Thanks for your article. What you've highlighted here are some of the common misperceptions of mindfulness and meditation. Living mindfully can seem like a strange way of approaching life. On the surface, it can seem backwards. But, when you dig a bit deeper you discover that many of the things you thought were concerns are not concerns at all.
#1 Thinking about the future: no good mindfulness teacher would tell you to stop thinking about the future. We all need to think about the future. We have life to live, things to do. When it comes to anticipating what's to come, yes, there is some enjoyment there and the point of meditation is not to somehow purge the enjoyment from your experience. However, what Buddhism teaches (and what science has shown) is that life is more enjoyable when we're not lost in thought. If we're constantly thinking about the future, we're foregoing the beauty of life in the present, which is something you talk about later in your article.
#2 Detaching from emotions: how Buddhism suggests we deal with our emotions is not easy to understand. Most of us simply are caught up in them, completely identified with them.

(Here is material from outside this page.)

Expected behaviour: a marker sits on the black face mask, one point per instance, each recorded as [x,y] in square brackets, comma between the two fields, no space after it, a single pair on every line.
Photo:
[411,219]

We assume that our feelings of anger, shame, happiness, and joy are US. On closer examination, which is made easier with mindfulness, we see that our emotions arise out of conditions. Someone cuts us off in traffic, we get angry. We make a mistake during a presentation, we feel shame. We have a good time with our friends, we feel happy. Mindfulness helps us to see these connections from a bit of a distance. "Detaching" is not the best word to use here; "non-attachment" is better. Once we see how emotions arise from conditions, we see how they are less "us" than we assumed them to be. As a result, we become less "attached" to them--we stop clinging to positive emotions and we stop pushing away negative emotions. We experience emotions more fully by allowing them to arise, endure, and pass away in their own time.

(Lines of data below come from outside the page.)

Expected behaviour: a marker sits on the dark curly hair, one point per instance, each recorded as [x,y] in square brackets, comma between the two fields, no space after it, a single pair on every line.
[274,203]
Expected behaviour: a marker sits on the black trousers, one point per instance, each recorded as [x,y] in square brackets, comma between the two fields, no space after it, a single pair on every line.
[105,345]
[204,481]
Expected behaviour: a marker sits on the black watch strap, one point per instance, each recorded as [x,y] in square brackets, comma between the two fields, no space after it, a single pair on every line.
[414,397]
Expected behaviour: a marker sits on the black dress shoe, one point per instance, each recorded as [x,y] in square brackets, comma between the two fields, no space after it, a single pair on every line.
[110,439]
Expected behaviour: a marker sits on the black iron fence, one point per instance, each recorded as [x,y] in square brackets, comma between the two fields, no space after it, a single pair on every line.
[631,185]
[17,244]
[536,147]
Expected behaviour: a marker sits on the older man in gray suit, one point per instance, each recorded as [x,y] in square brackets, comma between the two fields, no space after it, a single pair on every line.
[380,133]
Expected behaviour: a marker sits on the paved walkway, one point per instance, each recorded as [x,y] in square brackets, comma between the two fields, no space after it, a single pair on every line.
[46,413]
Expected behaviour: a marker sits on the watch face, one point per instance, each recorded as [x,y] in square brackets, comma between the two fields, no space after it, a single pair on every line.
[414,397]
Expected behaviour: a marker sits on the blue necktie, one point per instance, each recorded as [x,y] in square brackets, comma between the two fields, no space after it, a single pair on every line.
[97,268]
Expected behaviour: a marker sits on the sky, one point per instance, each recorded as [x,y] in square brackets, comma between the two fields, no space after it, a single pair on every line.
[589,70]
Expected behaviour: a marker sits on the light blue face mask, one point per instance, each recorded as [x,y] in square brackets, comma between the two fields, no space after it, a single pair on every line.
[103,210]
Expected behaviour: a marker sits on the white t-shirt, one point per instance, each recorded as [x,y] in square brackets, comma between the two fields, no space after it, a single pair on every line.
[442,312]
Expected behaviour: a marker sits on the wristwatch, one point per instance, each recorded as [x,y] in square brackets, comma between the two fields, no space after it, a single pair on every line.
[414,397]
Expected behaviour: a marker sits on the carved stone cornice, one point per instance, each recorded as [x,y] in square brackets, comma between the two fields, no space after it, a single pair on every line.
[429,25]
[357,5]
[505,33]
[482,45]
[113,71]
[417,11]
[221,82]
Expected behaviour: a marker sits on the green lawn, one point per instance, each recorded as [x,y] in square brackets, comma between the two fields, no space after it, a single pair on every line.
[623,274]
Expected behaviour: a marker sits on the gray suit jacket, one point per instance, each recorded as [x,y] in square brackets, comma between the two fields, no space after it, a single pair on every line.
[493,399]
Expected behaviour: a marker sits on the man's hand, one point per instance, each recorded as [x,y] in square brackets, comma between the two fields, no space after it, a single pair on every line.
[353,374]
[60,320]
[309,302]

#3 Not caring about the world: another big misconception about mindfulness is that it causes people to stop caring about the world. This couldn't be further from the truth. Buddhism and science suggest that mindfulness increases compassion, which is the desire to act to help. The more compassion we have the more likely we are to help. Meditation trains us to be more compassionate and therefore trains us to want to do something about the suffering we see in the world. Where this can get confusing is that mindfulness helps us to accept the current state of our lives and the world--but to accept it only in the sense that there is nothing we can do to change the events that have led up to this moment. We can't change the past or the circumstances in which we find ourselves, but we can impact what comes next, and meditation/mindfulness will help us see how important our next step is.

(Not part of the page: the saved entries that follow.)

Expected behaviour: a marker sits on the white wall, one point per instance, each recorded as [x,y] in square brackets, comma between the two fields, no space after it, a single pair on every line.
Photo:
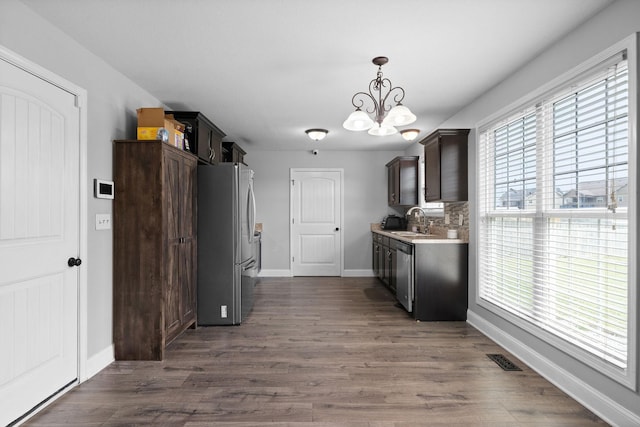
[365,200]
[609,399]
[112,101]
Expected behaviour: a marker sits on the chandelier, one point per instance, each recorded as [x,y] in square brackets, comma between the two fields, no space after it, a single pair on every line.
[381,94]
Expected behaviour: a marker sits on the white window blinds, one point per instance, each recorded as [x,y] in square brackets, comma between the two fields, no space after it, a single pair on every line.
[553,230]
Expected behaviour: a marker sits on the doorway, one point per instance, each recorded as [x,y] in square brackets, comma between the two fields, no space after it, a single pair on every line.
[316,222]
[41,230]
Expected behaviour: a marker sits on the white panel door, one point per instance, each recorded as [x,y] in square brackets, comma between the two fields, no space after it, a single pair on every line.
[39,232]
[316,222]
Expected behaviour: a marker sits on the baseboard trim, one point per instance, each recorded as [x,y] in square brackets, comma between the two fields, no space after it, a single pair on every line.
[98,362]
[358,273]
[592,399]
[275,273]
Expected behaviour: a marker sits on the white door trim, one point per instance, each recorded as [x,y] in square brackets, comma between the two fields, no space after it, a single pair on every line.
[293,171]
[81,99]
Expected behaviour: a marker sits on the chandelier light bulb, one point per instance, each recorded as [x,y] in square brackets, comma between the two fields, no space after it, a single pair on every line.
[400,116]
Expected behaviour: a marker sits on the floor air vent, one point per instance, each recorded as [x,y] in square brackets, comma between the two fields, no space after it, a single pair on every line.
[503,362]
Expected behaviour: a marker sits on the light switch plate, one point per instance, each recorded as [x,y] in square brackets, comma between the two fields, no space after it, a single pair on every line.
[103,221]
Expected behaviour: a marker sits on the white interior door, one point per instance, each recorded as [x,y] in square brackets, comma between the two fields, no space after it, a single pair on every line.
[39,232]
[316,216]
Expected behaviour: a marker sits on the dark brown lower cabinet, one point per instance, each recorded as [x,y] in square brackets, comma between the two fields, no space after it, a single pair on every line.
[154,294]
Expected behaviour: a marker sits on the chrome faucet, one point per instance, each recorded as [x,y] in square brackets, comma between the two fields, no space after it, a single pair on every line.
[424,217]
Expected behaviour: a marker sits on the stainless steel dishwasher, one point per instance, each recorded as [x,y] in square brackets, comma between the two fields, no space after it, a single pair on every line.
[404,274]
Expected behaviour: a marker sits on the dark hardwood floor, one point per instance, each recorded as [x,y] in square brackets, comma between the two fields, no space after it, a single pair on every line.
[321,352]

#4 Numbness: I think there is a genuine opportunity to experience numbness when first beginning to meditate. The activity itself is so foreign and some of our experiences are so strange that we don't know how to interpret it all. Mindfulness picks away at the framework or foundation upon which we have based our lives and this can be shocking, scary, and intimidating. Plus, at the beginning, we don't really understand the point of meditation or the messages being conveyed by teachers. We try to build the concepts we hear onto the old foundation even while mindfulness is tearing it down. Sadly, I'm not sure there is any other way. All I would suggest is to have faith and trust in the process. For most people, there will be a point at which things begin to make more sense and be less scary. Then, you will begin to feel your emotions with more intensity, not less.
I hope you continue to pursue your curiosity in this matter, Mehboob.